I too have seen collective organizations come to grief over issues that
appear to be external.  However, we must recognize that whenever a
group of people get together for mutual support in any form, the issues
that any member has a passionate interest in become, one way or
another, part of the group's agenda.  You cannot be mutually supportive
while at the same time dismissing the concerns of one member or another
as "external" or "extrinsic."  If the member is "in," that member's
concerns are "internal."

The vision statement puts a scope on the group's area of mutual
interest.  People either sign up for the whole package, or they don't.
If the package is too limited or too broad in its political scope, one
can either negotiate a compromise or opt to form a group with others
who have a compatible agenda.  To join when you have principled
objections to the group's fundamental values is divisive.  

This can put a person at a bit of a disadvantage if he wants to live
more communally but doesn't want to live with certain group-imposed
restrictions.  The options are to go along and get along, or form
another group.

Those who want to use a cohousing settlement as a base for further
political work have every right to do that.  Those who want to live
more congenially without such politicking have every right to do
that.  Both types of agendas can be accommodated, and may well be
accommodated in the same group.  But this all has to be negotiated.
The wider the differences in agenda, the more explicit the
negotiations must be, and the more important it is that compromises
and agreements be reflected in the vision statement and/or bylaws.

Chris Biow wrote:
> I don't want to have to choose among gun/no-gun, smoking/no-smoking,
> Green/non-Green, nuclear-free/pro-nuke, recycling/bicycling,
> Left/Middle/Right/Green/Red/Brown/Black/Statist/Libertarian groups.
> I want to live in a cohousing group!

Well, sorry to say this Chris, but that's probably how its going to be.
People who are into social experimentation are often also involved
in political movements.  I am certain, however, that there is enough
of a market for "nonactivist" cohousing that you can find or start a
successful group.  But recognize that every group will have its own
flavor, including yours.  Simple collective cohabitation is the
minimal and necessary condition for cohousing.  It is not necessarily
a sufficient or defining condition.

>  ... The Danish example gives little basis 
> for the addition of extrinsic values, with the possible exception 
> of electrical power efficiency, which can be justified on
> sheer economic grounds. 

I would venture to say that Denmark doesn't have the same political
climate or issues that we are faced with in the States.  For instance I
believe that Denmark, as with most Scandinavian countries, already has
rather strict gun controls.  It isn't an issue for a Danish cohousing
group because any such debate has been obviated there.

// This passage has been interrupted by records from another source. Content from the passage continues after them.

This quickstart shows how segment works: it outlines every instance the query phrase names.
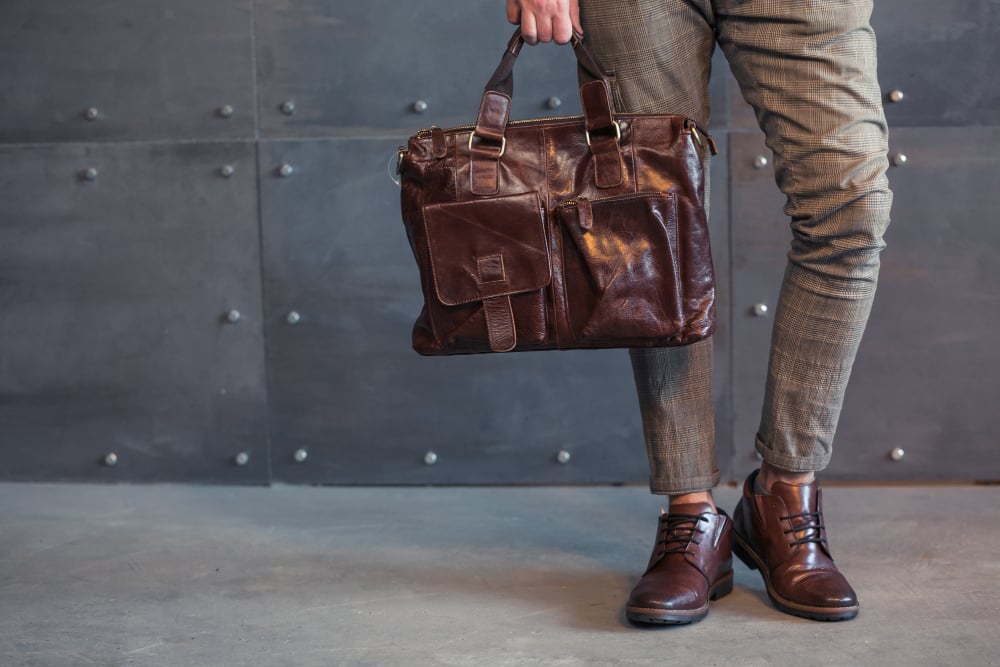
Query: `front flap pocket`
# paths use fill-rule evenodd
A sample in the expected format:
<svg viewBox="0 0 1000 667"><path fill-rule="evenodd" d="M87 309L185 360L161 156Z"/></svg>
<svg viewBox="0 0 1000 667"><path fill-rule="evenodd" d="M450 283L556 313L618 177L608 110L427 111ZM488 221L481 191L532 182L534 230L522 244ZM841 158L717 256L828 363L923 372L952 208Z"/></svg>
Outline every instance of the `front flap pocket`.
<svg viewBox="0 0 1000 667"><path fill-rule="evenodd" d="M537 193L424 207L434 291L447 306L547 286L545 212Z"/></svg>

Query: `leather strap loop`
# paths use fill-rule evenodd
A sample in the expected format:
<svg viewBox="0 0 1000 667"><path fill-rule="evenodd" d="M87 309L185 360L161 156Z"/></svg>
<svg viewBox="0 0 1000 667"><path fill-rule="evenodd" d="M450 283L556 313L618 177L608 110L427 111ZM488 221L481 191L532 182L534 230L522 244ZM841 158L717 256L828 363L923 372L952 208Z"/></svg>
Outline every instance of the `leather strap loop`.
<svg viewBox="0 0 1000 667"><path fill-rule="evenodd" d="M510 352L517 347L517 331L514 329L514 310L510 305L510 297L485 299L483 313L486 315L490 349L494 352Z"/></svg>

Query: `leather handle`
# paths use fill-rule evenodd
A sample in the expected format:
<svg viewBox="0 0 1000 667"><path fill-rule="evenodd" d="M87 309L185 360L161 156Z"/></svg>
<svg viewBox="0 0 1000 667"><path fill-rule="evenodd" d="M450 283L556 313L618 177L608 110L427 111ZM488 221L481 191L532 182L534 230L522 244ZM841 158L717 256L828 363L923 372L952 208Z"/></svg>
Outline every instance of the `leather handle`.
<svg viewBox="0 0 1000 667"><path fill-rule="evenodd" d="M601 67L591 50L584 44L583 35L574 32L571 44L580 67L581 78L584 81L604 81L610 89L611 83L608 81L608 75L605 74L604 68ZM514 96L514 61L521 54L523 46L524 37L521 35L521 29L517 28L507 44L507 50L504 51L500 64L497 65L490 80L486 82L484 93L494 91L507 97Z"/></svg>

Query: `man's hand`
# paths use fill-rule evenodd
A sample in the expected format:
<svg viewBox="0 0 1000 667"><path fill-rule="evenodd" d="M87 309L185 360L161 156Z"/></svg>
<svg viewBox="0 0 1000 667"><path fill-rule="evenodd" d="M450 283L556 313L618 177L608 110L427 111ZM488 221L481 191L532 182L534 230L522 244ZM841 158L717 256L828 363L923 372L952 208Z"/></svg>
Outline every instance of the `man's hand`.
<svg viewBox="0 0 1000 667"><path fill-rule="evenodd" d="M565 44L580 27L580 0L507 0L507 20L521 24L528 44L555 41Z"/></svg>

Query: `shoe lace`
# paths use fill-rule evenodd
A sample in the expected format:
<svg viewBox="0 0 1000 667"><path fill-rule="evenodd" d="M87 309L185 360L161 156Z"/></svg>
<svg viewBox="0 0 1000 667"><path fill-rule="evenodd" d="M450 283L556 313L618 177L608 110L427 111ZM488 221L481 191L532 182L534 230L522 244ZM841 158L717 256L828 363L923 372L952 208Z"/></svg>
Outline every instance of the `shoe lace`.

> ... Were we overflowing with dozens of coho 
> developments in each city and town, I would have no problem
> with the fragmentation that comes with political extrinsics. 
> But given the present state of the movement in the US, this
> scares me. 

I can relate to this concern.  There are two approaches.  The first is
to make it clear that the policies of each cohousing group are their
own, and do not reflect the movement as a whole.  Within that
framework, cohousing can be sold as an arrangement in which all
varieties of like-minded people can find a home.  The second approach
is to define cohousing narrowly, as just another living arrangement.
But I have a hard time seeing how this narrower vision would sell.
Considering the privileges of single-family home ownership (e.g., no
one griping if you have a gun in your house), why would anyone bother?

> ... I have seen at least two movements in the past
> (Gray Panthers, High Frontier) needlessly restrict their possible 
> appeal to a small section of the political spectrum by association 
> with irrelevant political issues. I do not want to see this to happen 
> to cohousing.

Cohousing could also restrict itself needlessly to those who have no
strong polticial agenda.  I wouldn't want to see that either.

> We probably have the nucleus of a non-political group that will, I hope,
> be ready to move in 3-5 years. But we certainly will not be the first
> such group.

Great!  Please keep us posted on your progress!